For good measure, the House of Commons Public Accounts Select Committee (PAC) said in January that governments had failed to consider the impact on homelessness of ‘illogical’ LHA rates. The number of households in temporary accommodation is at record levels and more than 6,000 families are living in ‘unacceptable’ bed and breakfast hotels.
The UK has the highest rate of homelessness in the developed world.
The fact is that none of this is an accident. It is the product of deliberate policy over many years. Since the financial crash of 2008, governments have failed to acknowledge or accept the severe social consequences of running down our public services and the welfare state.

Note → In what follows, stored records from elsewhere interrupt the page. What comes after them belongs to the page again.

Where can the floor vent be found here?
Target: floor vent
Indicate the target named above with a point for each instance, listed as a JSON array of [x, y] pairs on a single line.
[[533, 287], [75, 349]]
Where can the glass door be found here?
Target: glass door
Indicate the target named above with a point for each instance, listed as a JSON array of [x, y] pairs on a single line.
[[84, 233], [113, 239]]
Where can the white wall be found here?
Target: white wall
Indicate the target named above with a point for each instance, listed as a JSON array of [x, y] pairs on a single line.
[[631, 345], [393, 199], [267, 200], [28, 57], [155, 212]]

Hardly surprising, then, that Angela Rayner describes her task in meeting the housing target as ‘really difficult’. She said the various major reforms the government is putting in place will take time to have an impact. But, strange as it sounds less than nine months into a five-year parliament, time is not on her side, given how long it takes to get from site acquisition to completed developments.
Labour remains hamstrung by its dire financial inheritance. There is no money sitting idle for an Attlee/Bevan-style mass social housebuilding programme and Liz Truss scared and scarred the financial markets so profoundly that chancellor Rachel Reeves cannot simply turn on the borrowing tap. While there will be some extra money for housing in the summer’s Comprehensive Spending Review, the next Affordable Housing Programme is not going to answer the social housing sector’s prayers. Instead, the government will rely on a cuter set of lower-cost options, most of which will require the private sector and investors to foot the bulk of the huge bills involved.

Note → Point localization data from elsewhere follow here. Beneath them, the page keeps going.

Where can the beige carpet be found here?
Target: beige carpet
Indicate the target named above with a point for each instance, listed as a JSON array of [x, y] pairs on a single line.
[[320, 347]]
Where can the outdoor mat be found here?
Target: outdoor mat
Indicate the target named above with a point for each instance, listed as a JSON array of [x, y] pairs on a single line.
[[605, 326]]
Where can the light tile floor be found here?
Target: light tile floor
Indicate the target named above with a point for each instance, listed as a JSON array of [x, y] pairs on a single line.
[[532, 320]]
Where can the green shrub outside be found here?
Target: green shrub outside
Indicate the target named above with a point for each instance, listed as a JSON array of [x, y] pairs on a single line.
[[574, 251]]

The state of the public finances also explains why Labour is shouting ‘build, baby, build’ and introducing a range of positive, pro-development reforms on one hand, while extracting heavier national insurance contributions, new green requirements and more from housebuilders, tightening private rented sector regulation of landlords and increasing stamp duty for buyers.
Much as the government wants to be heading directly to the desired destination, it feels compelled to take a more circuitous route. This will only increase the time taken for pro-growth measures to have any significant impact on the housing crisis.
Labour will need a renewed mandate in 2029 to come anywhere close to getting the job done in housing. But without solid progress in the interim, the less likely that further mandate is to materialise.